Avec l'avancée dans l'automne et la baisse des températures, la végétation n'offre plus suffisamment de ressources aux abeilles, du coup elles ne sortent quasiment plus que pour chercher un peu d'eau.
Les visites post tempètes nous ont permis de dégager les arbres qui étaient tombés parmi les ruches.
Les frelons asiatiques ont eu du mal à se développer cette année du fait de conditions défavorables (froid tardif, sécheresse induisant peu de ressources nutritives,...).

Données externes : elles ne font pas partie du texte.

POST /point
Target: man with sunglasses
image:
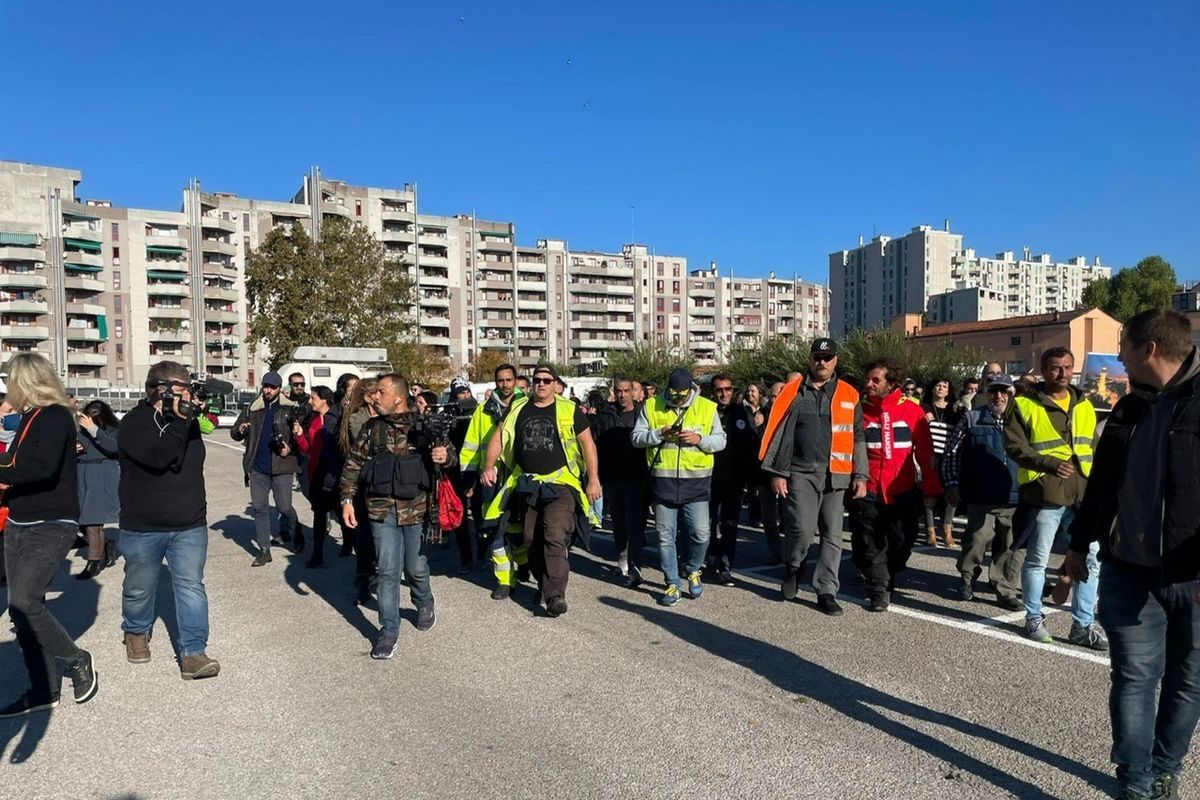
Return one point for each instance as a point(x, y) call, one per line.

Toutefois, ils ont commencé à apparaitre devant les ruches à partir de mi-octobre, mais moins préoccupant qu'a l'habitude car les colonies avaient déjà constitué leur réserves hivernales et la majorité des abeilles d'hiver étaient pondues et même nées.
Néanmoins, comme les frelons recherchent de la nourriture pour s'engraisser en vue de l'hiver, ils pillent les figues, raisins et pommes tardives.
Ils continuent également de roder près des ruches, et de capturer les abeilles qui passent à leur portée; certains profitent pour s'introduire dans les ruches lorsqu'ils trouvent une petite entrée.
Il faut comprendre que les abeilles se sont installées en grappe pour l'hiver et les entrées des ruches ne sont plus gardées comme c'était le cas les mois passés.
J'ai remarqué que lorsq'un frelon rentrait dans une ruche les abeilles, réagissent et doivent s'en occuper à l'intérieur car je ne les vois pas toujours ressortir...
Les premières gelées vont apparaitre en milieu de semaine, et les frelons devraient commencer à s'enterrer jusqu'au printemps.
Les premières gelées indiquent également le début d'un hivernage des colonies plus profond et les ruches n'auront plus d'activité.
Le frelon asiatique n'est pas la seule cause de mortalité des colonies d'abeilles.
En effet, comme pour les humains, la mondialisation économique à induit la modialisation des maladies et parasites.
De nombreux virus sont présents dans les colonies d'abeilles et ils contribuent de manière importante à l'augmentation de la mortalité des abeilles.
Une quinzaine de virus/maladies sont identifiés comme responsable de la disparition des colonies. Comme pour les humains, il n'y a pas nécessairement méthodes et de traitements disponibles pour indentifier et traiter ces maladies.
Lorsqu'une colonie perd beaucoup d'abeilles, le volume d'abeilles restant est parfois trop petit pour produire suffisamment de chaleur pour survivre et les abeilles meurent de froid.
Nous croisons les doigts chaque hiver en espérant que nos ruches passeront cette épreuve avec succès.
Ce n'est que début mars que nous pourrons faire le bilan.